The comment notes, "Issues involving immigration status carry a significant danger of interfering with the proper functioning of the justice system."1 Immigrants participating in the civil justice system are vulnerable to efforts to take advantage of their actual or perceived immigration status. When immigrants fear that they, their family members or friends may be deported, their ability to bring meritorious claims is diminished.2 Using or threatening to use immigration status to intimidate, coerce or obstruct a participant in a civil matter undermines the justice system.3
To address this concern, the comment applies RPC 4.4(a) to the use of actual or perceived immigration status in a civil matter. Rule 4.4(a) states, "In representing a client, a lawyer shall not use means that have no substantial purpose other than to embarrass, delay, or burden a third person ...." The comment clarifies that RPC 4.4(a) prohibits "a lawyer's assertion or inquiry about a third person's immigration status when the lawyer's purpose is to intimidate, coerce, or obstruct that person from participating in a civil matter."4
It recognizes that immigration-related abuse can take place both through assertions (e.g., "I could call immigration.") and through inquiries (e.g., "Do you really want to expose your illegal status by testifying in this case?"). The comment also states that a lawyer may violate the rule by an implied assertion that is effectively the same as an express assertion.5
In addition to RPC 4.4(a), the comment references several other rules that may be relevant to intimidation, coercion or obstruction in connection with immigration status. For example, there is a reference to RPC 8.4(d), which prohibits conduct prejudicial to the administration of justice.6 A 2009 North Carolina State Bar Opinion relied on Rule 8.4(d) in finding that reporting a party to immigration authorities is unethical unless it is required by law.7
There is a further reference to RPC 8.4(h),8 which prohibits conduct prejudicial to the administration of justice that is directed toward other parties and witnesses, and that a reasonable person would interpret as manifesting prejudice or bias on the basis of race or national origin. Although there is no authority directly applying RPC 8.4(h) to immigration abuse, there are analogies arising from civil litigation.
In a case involving the admissibility of statements related to immigration status, the Texas Supreme Court condemned numerous disparaging references to a witness's status, concluding, "Such appeals to racial and ethnic prejudices ... cannot be tolerated because they undermine the very basis of our judicial process."9 Thus, references to immigration status may manifest prejudice based on national origin or race and undermine the administration of justice.

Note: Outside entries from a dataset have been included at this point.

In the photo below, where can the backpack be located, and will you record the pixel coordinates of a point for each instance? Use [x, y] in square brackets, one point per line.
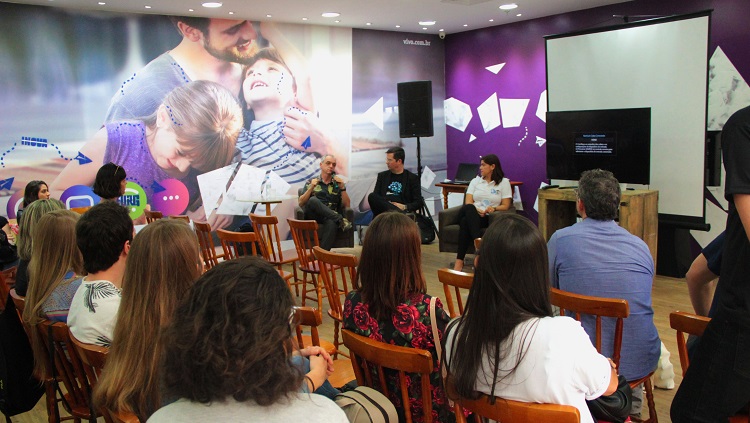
[427, 233]
[19, 391]
[366, 405]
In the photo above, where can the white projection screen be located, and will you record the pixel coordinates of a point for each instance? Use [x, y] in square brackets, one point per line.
[661, 64]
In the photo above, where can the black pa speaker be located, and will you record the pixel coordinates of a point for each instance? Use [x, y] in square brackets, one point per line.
[415, 109]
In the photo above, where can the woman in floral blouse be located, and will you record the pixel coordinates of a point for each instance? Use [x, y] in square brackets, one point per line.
[390, 305]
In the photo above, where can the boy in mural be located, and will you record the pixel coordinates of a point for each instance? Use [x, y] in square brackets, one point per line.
[195, 127]
[269, 88]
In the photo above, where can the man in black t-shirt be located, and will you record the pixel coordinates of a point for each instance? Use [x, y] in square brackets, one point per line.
[324, 200]
[717, 383]
[396, 189]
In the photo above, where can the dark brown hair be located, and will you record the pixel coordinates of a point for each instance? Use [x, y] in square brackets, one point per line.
[391, 264]
[230, 337]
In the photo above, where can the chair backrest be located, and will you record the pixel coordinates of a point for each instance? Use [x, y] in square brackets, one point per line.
[311, 318]
[152, 215]
[305, 236]
[598, 307]
[267, 229]
[367, 353]
[237, 244]
[338, 272]
[184, 217]
[508, 411]
[206, 243]
[68, 367]
[458, 281]
[691, 324]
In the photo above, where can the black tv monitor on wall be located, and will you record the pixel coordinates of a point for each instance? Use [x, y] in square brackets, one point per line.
[618, 140]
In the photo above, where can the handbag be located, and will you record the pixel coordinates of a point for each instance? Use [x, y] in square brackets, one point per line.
[613, 408]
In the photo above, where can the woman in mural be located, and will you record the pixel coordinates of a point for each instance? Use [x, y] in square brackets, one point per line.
[194, 130]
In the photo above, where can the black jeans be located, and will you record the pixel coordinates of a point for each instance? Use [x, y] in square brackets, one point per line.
[717, 383]
[470, 227]
[328, 221]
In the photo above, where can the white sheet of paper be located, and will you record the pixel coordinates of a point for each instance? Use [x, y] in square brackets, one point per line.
[427, 177]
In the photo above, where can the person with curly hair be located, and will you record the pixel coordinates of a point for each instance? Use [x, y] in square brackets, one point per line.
[390, 305]
[228, 349]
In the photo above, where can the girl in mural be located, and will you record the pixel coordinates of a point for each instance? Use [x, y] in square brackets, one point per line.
[487, 193]
[194, 130]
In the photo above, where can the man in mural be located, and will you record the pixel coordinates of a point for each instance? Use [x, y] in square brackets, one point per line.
[396, 189]
[324, 200]
[598, 257]
[717, 383]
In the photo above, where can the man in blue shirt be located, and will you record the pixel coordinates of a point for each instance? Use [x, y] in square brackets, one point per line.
[599, 258]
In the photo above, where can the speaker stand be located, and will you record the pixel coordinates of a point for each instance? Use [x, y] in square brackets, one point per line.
[423, 207]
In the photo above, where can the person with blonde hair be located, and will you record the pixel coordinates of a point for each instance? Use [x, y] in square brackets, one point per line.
[163, 263]
[390, 305]
[26, 224]
[55, 271]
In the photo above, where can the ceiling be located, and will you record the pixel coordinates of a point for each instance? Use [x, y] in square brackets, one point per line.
[450, 15]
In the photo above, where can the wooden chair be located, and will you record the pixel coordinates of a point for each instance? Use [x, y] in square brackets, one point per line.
[691, 324]
[65, 368]
[366, 352]
[605, 307]
[305, 236]
[456, 280]
[267, 230]
[237, 244]
[310, 317]
[152, 215]
[508, 411]
[206, 243]
[338, 272]
[184, 217]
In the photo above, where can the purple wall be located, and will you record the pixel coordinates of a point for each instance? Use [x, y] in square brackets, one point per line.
[521, 47]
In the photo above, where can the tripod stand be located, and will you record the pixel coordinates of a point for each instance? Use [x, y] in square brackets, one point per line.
[423, 207]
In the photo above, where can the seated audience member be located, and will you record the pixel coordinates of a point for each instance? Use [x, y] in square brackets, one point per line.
[390, 304]
[26, 225]
[227, 352]
[324, 201]
[396, 189]
[110, 182]
[55, 269]
[163, 263]
[599, 258]
[103, 234]
[717, 383]
[488, 192]
[507, 343]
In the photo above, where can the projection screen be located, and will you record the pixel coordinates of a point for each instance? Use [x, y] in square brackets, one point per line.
[661, 64]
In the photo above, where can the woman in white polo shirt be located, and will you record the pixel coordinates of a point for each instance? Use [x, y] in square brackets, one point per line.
[488, 192]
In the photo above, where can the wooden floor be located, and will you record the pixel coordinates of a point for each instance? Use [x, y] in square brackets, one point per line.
[669, 294]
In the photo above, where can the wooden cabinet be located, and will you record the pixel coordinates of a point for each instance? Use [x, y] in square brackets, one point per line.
[639, 213]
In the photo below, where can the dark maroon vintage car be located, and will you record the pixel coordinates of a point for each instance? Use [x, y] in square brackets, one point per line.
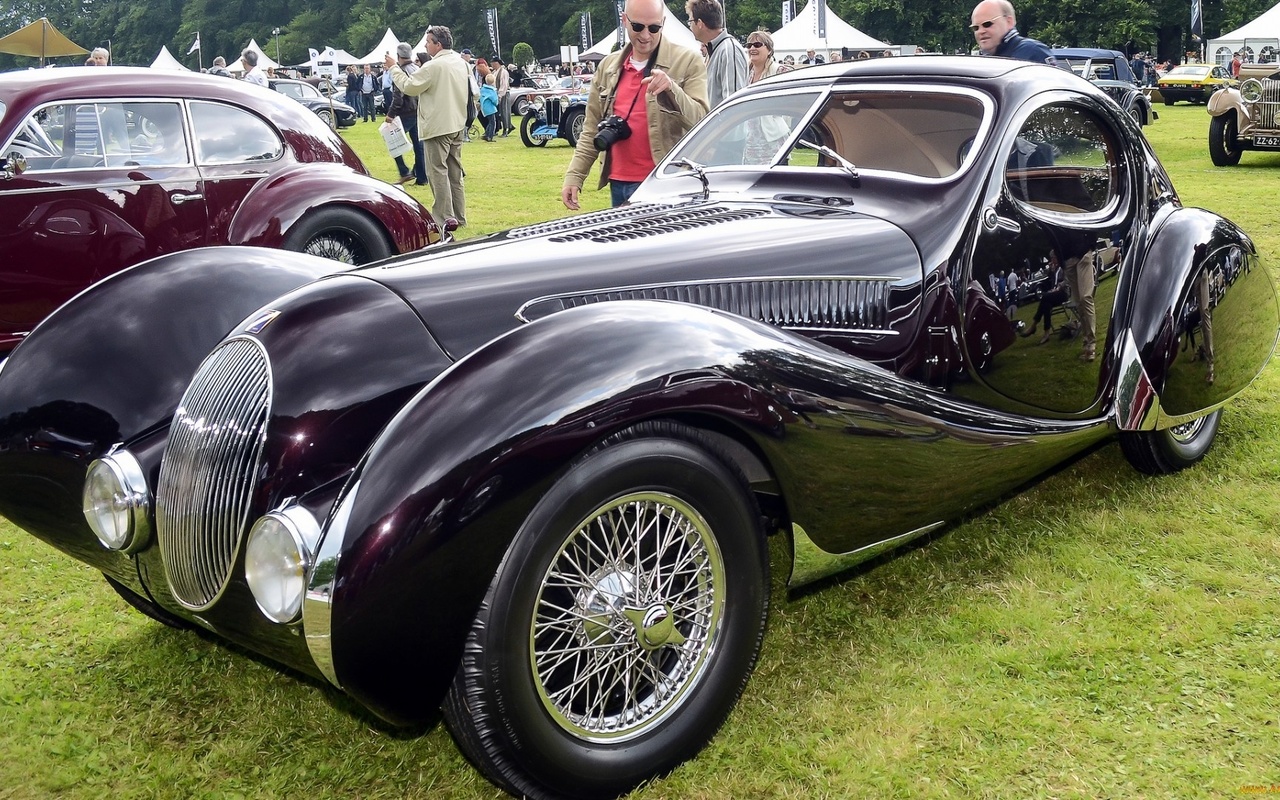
[530, 476]
[104, 168]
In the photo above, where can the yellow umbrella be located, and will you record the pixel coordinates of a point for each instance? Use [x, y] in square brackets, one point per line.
[40, 40]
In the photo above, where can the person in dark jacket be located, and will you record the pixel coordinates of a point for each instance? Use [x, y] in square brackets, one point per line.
[995, 27]
[405, 109]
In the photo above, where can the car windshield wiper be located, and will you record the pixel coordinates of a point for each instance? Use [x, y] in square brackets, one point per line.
[699, 170]
[835, 156]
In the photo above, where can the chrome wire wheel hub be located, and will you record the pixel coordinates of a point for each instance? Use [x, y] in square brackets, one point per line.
[1187, 432]
[627, 616]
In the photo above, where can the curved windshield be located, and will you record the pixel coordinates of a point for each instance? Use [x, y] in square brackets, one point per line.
[923, 133]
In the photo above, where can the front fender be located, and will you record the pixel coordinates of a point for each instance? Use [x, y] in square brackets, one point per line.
[275, 205]
[110, 366]
[1206, 319]
[446, 488]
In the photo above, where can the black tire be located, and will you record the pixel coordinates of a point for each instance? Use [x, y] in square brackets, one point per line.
[342, 234]
[1224, 147]
[652, 688]
[146, 606]
[526, 124]
[574, 126]
[1164, 452]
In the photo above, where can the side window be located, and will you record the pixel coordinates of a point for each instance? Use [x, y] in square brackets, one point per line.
[225, 135]
[86, 135]
[1063, 160]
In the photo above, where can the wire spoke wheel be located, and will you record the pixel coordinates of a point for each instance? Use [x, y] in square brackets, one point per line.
[627, 616]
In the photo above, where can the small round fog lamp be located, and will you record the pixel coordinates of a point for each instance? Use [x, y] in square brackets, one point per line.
[277, 561]
[117, 503]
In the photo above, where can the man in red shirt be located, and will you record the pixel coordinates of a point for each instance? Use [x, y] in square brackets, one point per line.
[656, 87]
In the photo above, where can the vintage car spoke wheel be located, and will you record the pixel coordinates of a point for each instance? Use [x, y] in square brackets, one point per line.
[526, 127]
[1161, 452]
[574, 126]
[1224, 147]
[622, 624]
[342, 234]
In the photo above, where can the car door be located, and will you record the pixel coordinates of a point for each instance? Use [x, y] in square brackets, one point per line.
[236, 150]
[106, 183]
[1052, 236]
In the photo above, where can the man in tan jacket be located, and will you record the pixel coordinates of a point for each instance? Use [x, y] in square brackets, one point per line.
[440, 86]
[657, 87]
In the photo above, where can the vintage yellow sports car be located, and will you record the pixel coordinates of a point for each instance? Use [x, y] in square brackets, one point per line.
[1193, 82]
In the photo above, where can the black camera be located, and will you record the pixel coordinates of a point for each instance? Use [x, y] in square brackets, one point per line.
[611, 131]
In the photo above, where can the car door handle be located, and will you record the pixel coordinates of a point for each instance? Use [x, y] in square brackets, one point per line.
[991, 220]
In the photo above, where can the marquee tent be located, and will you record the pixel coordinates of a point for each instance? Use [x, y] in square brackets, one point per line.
[379, 53]
[672, 30]
[1261, 39]
[40, 40]
[165, 60]
[264, 62]
[800, 35]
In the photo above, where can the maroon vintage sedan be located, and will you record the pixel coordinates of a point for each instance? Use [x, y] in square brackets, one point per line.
[104, 168]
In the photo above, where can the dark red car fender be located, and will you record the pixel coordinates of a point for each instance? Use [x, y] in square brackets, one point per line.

Finally, the new comment cites RPC 8.4(b), which prohibits criminal acts that reflect adversely on the lawyer's honesty, trustworthiness or fitness as a lawyer. Threatening to report a party or witness to immigration authorities may constitute the crime of extortion under RPC 8.4(b) if the lawyer's purpose is to knowingly deprive the opposing party of something of value and the elements of extortion are otherwise present.10 Extortionate threats are likely to adversely reflect on the trustworthiness or fitness of the lawyer making the threats.